Muito tempo atrás havia um rei
chamado Janashruti que governava o reino de Mahavrisha, na Índia. Ele tinha uma
disposição muito caridosa e era conhecido por sua filantropia. Sentia-se orgulhoso
disso e pensava ter acumulado muitos méritos.
Certa noite, o rei descansava no
terraço de seu palácio, quando um casal de cisnes passou voando. O macho disse
à fêmea: “Você não viu o feixe brilhante de luz que emana do Rei Janashruti?
Não cruze esse feixe, pois ficará queimada. O rei lança essa luz por causa de
suas inúmeras caridades”. A fêmea riu e disse: “Por que você me ameaça? Somos
peregrinos do céu. Além disso, qual é o mérito desse rei comparado ao de
Raikva, o carroceiro?”
O rei ouviu essa conversa e ficou
inquieto. Decidiu procurar Raikva para descobrir o que o fizera dono de mais
mérito que ele, a despeito de todas as suas caridades. Depois de muita busca, o
carroceiro foi encontrado em uma pequena aldeia. O rei foi ao seu encontro e
levou-lhe muitos presentes, prestando-lhe homenagens.
Raikva, porém, disse ao rei: “Oh
real amigo, por que desperdiçar essas coisas preciosas comigo? Tudo isso e uma
centena de reinos não podem comprar conhecimento espiritual... Essas quinquilharias
não têm valor para mim”. O rei sentiu-se muito ferido com as palavras de Raikva
e voltou para o seu palácio, desapontado.
Como na história do rei
Janashruti, nossa jornada espiritual é pontilhada de desapontamentos e perdas -
e aí está o crescimento, já que a tônica dessa aventura é o paradoxo. Nela, as
leis são exatamente opostas às que regem o sucesso no mundo. Ao dizer “Dai a
César o que é de César e a Deus o que é de Deus” Jesus nos ensinou isso.
Na obra “O Chamado dos
Upanixades” - onde a história acima se encontra - Rohit Mehta escreve: “O homem
só tem certeza sobre o conhecimento quando é capaz de lhe dar um nome”. Com
base nessa perspectiva, ele monta sua estrutura de valores e ela funciona no
mundo externo, porque aí todas as pessoas pensam e reagem da mesma forma.
Porém, o nome é apenas um rótulo, não é a coisa. No mundo interno o que conta é
a essência.
“O
mundo externo é governado por leis de tempo e espaço, porque todas as coisas
são compostas e interagem entre si, dentro do tempo e do espaço. No mundo
interno, não existe tempo nem espaço. Apenas uma única e indivisível
totalidade, onde os eventos acontecem espontaneamente, de momento em momento,
sem uma interação linear”, esclarece-nos o teósofo Einar Adalsteinsson.

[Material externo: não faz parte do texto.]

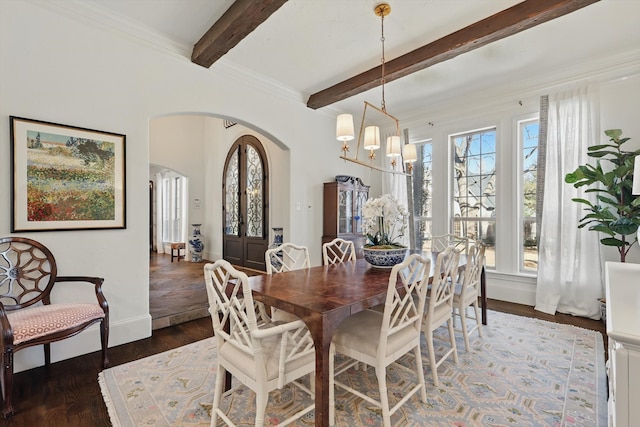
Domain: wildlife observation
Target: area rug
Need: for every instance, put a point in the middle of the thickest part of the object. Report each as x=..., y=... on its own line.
x=522, y=372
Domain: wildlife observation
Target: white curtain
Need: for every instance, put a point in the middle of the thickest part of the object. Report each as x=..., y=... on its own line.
x=569, y=269
x=159, y=243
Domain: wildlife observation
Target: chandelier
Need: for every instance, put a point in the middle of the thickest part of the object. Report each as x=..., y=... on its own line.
x=373, y=120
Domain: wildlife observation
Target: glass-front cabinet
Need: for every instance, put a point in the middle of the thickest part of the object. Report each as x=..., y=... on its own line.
x=343, y=202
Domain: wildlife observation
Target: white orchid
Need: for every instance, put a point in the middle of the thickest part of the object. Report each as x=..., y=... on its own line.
x=385, y=221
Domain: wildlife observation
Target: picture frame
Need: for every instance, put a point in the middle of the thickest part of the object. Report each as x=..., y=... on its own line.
x=66, y=177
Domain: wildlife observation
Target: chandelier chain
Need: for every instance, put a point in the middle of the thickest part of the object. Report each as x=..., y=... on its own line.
x=382, y=81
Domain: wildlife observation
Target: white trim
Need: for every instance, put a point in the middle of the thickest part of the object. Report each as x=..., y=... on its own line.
x=518, y=289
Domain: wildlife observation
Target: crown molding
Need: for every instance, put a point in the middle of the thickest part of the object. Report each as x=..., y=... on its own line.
x=91, y=12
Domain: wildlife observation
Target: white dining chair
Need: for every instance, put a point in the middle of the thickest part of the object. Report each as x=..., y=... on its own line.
x=439, y=306
x=380, y=339
x=286, y=257
x=338, y=250
x=265, y=357
x=440, y=243
x=467, y=291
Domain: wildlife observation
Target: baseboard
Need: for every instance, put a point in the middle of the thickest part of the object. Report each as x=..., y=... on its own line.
x=85, y=342
x=511, y=288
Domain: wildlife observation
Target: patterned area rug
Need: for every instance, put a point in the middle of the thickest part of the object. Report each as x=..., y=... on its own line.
x=522, y=372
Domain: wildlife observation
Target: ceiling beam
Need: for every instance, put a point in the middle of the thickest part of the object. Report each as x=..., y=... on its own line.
x=238, y=21
x=503, y=24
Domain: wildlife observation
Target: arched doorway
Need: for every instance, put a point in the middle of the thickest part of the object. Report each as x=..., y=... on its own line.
x=245, y=204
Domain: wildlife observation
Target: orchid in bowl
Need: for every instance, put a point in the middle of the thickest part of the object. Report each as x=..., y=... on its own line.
x=385, y=221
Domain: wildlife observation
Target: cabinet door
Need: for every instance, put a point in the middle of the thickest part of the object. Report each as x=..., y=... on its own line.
x=345, y=211
x=361, y=198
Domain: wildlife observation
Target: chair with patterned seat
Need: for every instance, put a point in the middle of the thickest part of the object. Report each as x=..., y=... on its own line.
x=29, y=316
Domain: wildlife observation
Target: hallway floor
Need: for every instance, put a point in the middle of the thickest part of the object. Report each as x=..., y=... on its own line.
x=176, y=291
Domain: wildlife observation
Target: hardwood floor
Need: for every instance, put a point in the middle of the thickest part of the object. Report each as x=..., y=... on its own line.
x=68, y=394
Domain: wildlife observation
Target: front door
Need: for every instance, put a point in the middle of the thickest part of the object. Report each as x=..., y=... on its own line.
x=245, y=199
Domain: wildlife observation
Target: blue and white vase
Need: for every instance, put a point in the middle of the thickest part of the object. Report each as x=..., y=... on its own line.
x=196, y=243
x=277, y=237
x=384, y=258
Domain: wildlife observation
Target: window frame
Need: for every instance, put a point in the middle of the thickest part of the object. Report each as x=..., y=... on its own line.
x=519, y=123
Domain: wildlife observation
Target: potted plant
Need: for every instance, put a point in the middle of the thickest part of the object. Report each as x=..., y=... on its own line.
x=385, y=222
x=616, y=213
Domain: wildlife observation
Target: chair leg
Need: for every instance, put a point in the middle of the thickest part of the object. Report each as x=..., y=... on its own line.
x=381, y=373
x=418, y=356
x=452, y=338
x=262, y=398
x=47, y=354
x=478, y=321
x=104, y=340
x=465, y=331
x=217, y=393
x=7, y=383
x=432, y=357
x=332, y=391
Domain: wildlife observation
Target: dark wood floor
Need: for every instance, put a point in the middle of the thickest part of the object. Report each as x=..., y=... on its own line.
x=68, y=394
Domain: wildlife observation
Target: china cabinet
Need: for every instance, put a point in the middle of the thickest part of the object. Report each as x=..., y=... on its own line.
x=342, y=210
x=623, y=331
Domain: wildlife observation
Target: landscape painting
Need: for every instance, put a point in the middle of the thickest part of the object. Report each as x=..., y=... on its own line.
x=66, y=178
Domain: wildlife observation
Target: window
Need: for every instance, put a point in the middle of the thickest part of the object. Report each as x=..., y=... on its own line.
x=474, y=194
x=173, y=207
x=422, y=195
x=528, y=142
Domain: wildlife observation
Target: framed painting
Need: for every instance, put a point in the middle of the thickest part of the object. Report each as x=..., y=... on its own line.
x=66, y=177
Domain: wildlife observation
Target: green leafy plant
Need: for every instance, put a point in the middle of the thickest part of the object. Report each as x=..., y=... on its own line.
x=616, y=213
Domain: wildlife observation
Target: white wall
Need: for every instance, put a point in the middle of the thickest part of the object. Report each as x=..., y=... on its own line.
x=619, y=90
x=90, y=76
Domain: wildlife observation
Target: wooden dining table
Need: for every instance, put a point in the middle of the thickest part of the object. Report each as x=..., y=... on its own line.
x=323, y=297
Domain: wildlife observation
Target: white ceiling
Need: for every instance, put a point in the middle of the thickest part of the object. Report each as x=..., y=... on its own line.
x=309, y=45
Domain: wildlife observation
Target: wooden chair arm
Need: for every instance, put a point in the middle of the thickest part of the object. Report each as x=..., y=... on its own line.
x=6, y=333
x=97, y=282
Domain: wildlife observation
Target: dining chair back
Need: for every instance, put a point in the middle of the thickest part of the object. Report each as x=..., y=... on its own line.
x=263, y=357
x=286, y=257
x=467, y=291
x=338, y=250
x=380, y=339
x=439, y=306
x=440, y=243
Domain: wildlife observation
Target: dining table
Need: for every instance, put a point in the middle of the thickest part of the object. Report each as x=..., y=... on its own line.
x=323, y=296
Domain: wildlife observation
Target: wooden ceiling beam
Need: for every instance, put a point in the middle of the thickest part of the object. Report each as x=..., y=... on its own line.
x=503, y=24
x=235, y=24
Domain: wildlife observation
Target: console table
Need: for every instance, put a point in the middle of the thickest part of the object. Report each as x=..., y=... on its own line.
x=623, y=329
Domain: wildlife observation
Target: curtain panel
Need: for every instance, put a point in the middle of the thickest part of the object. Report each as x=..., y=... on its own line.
x=570, y=268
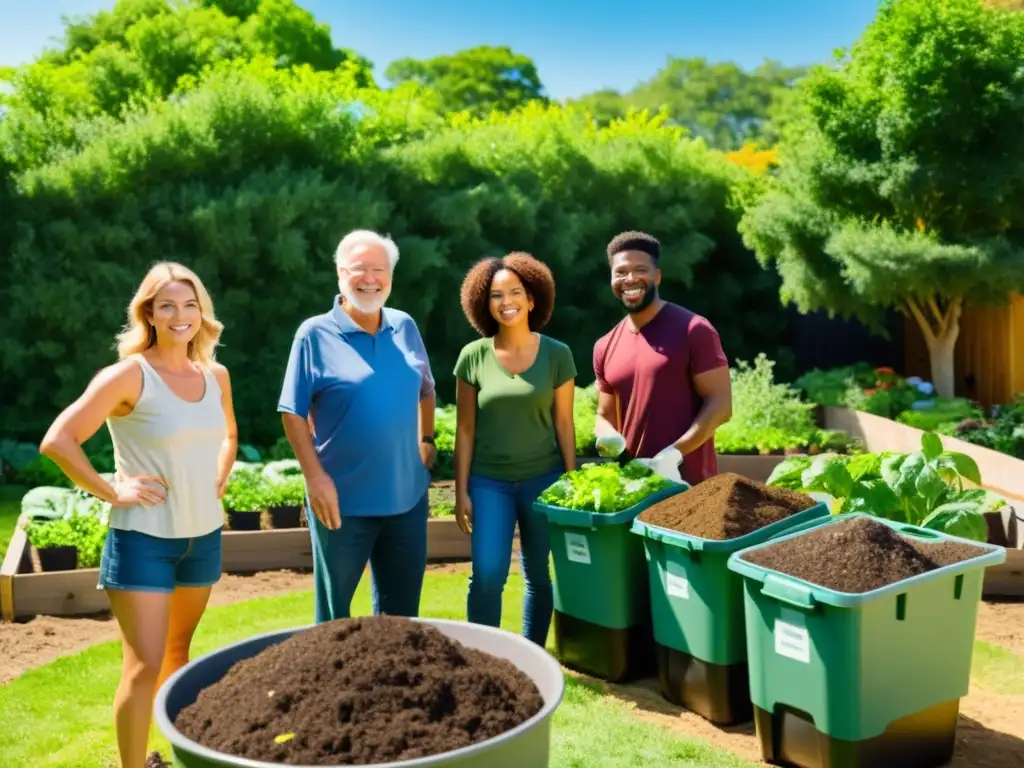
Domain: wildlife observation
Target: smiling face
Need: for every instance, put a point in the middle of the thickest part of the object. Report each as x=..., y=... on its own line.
x=365, y=279
x=635, y=280
x=175, y=313
x=510, y=303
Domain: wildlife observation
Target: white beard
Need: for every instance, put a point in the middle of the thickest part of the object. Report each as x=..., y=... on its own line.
x=365, y=303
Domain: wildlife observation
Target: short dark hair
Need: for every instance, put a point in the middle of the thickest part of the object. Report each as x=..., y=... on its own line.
x=536, y=276
x=635, y=242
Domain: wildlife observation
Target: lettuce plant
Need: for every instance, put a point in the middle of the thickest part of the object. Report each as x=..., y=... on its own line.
x=605, y=487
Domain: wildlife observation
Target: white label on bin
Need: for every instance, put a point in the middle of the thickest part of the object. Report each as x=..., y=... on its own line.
x=677, y=586
x=793, y=641
x=577, y=548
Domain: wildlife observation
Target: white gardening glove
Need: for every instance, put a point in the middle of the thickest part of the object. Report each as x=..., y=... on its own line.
x=666, y=463
x=610, y=445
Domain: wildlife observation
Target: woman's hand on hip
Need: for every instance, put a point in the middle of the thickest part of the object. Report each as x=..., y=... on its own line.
x=464, y=513
x=324, y=500
x=145, y=491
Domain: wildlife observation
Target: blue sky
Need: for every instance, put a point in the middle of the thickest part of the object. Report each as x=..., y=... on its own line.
x=578, y=46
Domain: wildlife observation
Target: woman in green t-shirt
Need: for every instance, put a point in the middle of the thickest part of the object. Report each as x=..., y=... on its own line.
x=514, y=432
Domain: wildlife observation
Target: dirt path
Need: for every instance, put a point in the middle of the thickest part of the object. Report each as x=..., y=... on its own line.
x=41, y=640
x=990, y=733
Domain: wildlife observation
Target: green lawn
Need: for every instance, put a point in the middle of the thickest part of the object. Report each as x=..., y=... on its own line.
x=10, y=508
x=59, y=715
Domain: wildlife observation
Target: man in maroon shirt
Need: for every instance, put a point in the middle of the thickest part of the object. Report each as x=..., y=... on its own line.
x=663, y=378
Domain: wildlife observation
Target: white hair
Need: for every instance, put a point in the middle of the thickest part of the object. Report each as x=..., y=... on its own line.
x=366, y=238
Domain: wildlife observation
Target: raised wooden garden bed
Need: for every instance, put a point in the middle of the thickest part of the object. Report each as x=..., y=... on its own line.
x=25, y=593
x=999, y=472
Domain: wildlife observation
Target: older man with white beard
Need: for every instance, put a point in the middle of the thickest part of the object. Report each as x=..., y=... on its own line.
x=357, y=404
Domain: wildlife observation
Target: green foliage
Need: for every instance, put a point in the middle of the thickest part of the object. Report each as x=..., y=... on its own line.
x=476, y=80
x=253, y=177
x=925, y=488
x=942, y=415
x=147, y=50
x=84, y=531
x=54, y=503
x=248, y=489
x=604, y=487
x=767, y=417
x=289, y=492
x=718, y=101
x=830, y=387
x=1005, y=432
x=878, y=202
x=585, y=418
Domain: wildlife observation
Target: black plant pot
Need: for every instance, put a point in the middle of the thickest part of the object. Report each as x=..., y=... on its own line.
x=58, y=558
x=243, y=520
x=286, y=517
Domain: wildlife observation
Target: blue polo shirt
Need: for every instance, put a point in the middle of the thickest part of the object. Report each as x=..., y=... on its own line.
x=364, y=392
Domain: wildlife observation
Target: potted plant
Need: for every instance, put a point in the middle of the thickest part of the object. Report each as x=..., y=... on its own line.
x=54, y=541
x=285, y=500
x=245, y=499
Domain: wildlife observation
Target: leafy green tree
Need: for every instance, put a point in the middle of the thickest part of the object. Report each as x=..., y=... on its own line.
x=477, y=80
x=903, y=185
x=719, y=101
x=144, y=50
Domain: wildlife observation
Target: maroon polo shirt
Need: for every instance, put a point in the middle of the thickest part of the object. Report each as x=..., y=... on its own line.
x=651, y=375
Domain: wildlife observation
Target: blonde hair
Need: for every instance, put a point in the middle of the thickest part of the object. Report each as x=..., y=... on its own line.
x=139, y=335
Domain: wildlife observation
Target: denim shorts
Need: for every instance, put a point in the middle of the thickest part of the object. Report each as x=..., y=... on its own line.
x=140, y=562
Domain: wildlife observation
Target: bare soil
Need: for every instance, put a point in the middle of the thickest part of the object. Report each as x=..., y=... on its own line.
x=360, y=691
x=990, y=732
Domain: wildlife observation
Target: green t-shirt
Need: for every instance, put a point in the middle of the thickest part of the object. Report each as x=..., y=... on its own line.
x=515, y=431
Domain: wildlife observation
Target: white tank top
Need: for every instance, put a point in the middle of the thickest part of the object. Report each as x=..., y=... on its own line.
x=178, y=440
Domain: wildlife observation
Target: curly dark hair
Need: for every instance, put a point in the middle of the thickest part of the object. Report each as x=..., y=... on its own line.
x=635, y=242
x=536, y=276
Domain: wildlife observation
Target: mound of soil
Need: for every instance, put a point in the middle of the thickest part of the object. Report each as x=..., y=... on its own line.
x=726, y=506
x=858, y=555
x=359, y=691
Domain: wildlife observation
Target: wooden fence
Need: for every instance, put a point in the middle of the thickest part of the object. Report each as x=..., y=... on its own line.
x=989, y=352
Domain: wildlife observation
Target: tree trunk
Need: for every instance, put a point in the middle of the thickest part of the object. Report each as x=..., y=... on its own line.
x=941, y=329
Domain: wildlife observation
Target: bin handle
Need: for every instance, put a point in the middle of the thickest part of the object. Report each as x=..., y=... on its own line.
x=791, y=593
x=662, y=537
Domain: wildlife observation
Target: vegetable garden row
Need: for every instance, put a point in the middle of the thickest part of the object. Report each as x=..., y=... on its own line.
x=748, y=600
x=822, y=449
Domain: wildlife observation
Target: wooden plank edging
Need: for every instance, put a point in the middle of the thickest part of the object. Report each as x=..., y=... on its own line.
x=69, y=593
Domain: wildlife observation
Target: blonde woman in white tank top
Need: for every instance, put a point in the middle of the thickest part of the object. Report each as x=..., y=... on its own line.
x=168, y=408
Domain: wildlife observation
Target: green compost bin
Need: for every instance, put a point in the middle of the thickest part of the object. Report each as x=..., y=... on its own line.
x=696, y=606
x=861, y=680
x=602, y=605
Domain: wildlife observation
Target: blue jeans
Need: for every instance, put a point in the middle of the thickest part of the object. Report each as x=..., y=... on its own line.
x=498, y=506
x=137, y=561
x=395, y=547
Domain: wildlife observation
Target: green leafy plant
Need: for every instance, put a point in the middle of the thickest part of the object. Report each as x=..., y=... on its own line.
x=248, y=489
x=50, y=534
x=15, y=455
x=767, y=417
x=84, y=531
x=605, y=487
x=1004, y=432
x=444, y=442
x=941, y=415
x=585, y=418
x=829, y=387
x=281, y=450
x=925, y=488
x=288, y=491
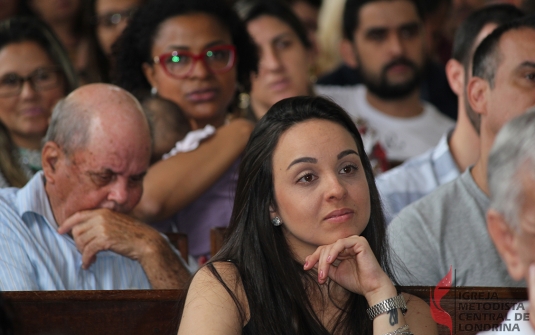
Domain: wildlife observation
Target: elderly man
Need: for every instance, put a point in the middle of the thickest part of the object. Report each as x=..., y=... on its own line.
x=511, y=217
x=447, y=228
x=458, y=149
x=67, y=229
x=387, y=43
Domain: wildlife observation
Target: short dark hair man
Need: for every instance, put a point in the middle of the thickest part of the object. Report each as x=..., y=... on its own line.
x=67, y=229
x=387, y=43
x=459, y=148
x=447, y=227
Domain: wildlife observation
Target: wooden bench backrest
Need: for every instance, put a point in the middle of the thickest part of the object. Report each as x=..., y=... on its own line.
x=156, y=311
x=95, y=312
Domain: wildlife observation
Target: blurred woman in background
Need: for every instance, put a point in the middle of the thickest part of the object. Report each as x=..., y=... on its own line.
x=35, y=73
x=108, y=19
x=286, y=53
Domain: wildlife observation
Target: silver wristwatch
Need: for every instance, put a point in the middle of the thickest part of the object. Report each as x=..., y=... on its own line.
x=386, y=306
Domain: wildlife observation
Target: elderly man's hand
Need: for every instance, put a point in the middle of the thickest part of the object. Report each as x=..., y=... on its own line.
x=103, y=229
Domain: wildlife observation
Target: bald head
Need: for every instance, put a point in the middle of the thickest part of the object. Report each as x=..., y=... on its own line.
x=93, y=112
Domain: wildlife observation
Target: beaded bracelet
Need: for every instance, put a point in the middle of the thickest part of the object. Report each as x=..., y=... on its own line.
x=403, y=330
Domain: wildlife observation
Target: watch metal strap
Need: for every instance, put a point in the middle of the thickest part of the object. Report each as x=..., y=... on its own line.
x=386, y=306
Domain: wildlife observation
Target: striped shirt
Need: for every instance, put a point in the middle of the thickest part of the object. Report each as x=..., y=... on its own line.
x=416, y=178
x=33, y=256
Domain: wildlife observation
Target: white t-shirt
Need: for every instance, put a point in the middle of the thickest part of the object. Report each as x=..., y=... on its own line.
x=401, y=138
x=516, y=322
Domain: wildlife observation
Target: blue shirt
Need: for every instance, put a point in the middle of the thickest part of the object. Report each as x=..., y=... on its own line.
x=416, y=178
x=33, y=256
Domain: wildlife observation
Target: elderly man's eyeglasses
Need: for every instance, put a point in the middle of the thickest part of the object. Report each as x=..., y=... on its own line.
x=114, y=18
x=180, y=64
x=40, y=79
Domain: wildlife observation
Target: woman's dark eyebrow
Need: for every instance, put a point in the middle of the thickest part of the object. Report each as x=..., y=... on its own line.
x=302, y=160
x=187, y=47
x=347, y=152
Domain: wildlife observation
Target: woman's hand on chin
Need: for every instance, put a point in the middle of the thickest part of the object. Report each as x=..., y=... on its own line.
x=351, y=263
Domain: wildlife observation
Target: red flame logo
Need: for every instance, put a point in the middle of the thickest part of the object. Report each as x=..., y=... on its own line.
x=439, y=314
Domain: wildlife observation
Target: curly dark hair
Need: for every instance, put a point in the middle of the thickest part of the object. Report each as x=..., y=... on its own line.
x=135, y=44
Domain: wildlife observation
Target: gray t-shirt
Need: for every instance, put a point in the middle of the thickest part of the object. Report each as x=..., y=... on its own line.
x=448, y=228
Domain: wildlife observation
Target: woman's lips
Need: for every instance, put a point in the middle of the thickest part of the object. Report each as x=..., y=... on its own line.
x=340, y=215
x=202, y=95
x=33, y=111
x=279, y=85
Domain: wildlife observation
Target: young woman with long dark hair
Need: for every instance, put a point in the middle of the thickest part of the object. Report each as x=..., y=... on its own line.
x=306, y=251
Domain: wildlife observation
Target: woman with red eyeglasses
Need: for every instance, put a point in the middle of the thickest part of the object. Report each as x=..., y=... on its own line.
x=197, y=54
x=35, y=73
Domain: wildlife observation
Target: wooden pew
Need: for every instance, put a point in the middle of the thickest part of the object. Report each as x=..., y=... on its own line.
x=471, y=309
x=95, y=312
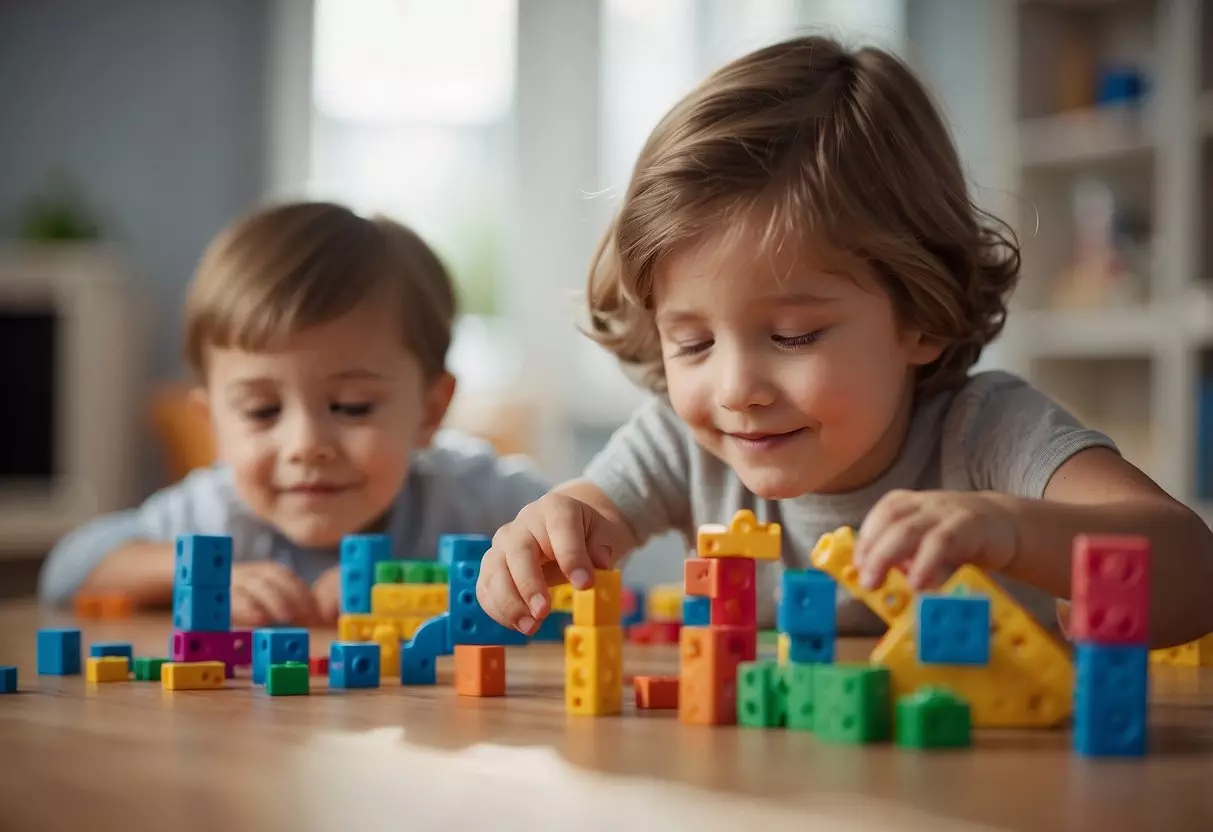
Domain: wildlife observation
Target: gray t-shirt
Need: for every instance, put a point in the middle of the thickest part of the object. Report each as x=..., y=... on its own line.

Tudo isso aponta numa só direção: o Espírito não
pode ser controlado. Ou, nas palavras do apóstolo Paulo, “Com Deus não se
barganha”.
Na história acima, o rei acabou voltando
humildemente ao carroceiro e foi aceito como seu discípulo, sendo-lhe ensinado
que o “Espírito, em si mesmo incriado, criou tudo e tudo sustenta. O Espírito
nada come, isto é, ele não precisa de nada. Ele é auto-sustentado e
auto-suficiente. Tudo pertence ao Espírito, todas as coisas não passam de
instrumento de sua vontade”.
Na despedida, o carroceiro disse:
“Volte, grande rei, para seu palácio. Doe, mas não com orgulho, não com um olho
na fama. Dê, não como algo que é seu, mas que lhe é dado pelo Espírito para dar
aos outros. Aquele que vê essa verdade se torna um vidente e para ele nada
falta, ele se torna o desfrutador de todas as coisas”.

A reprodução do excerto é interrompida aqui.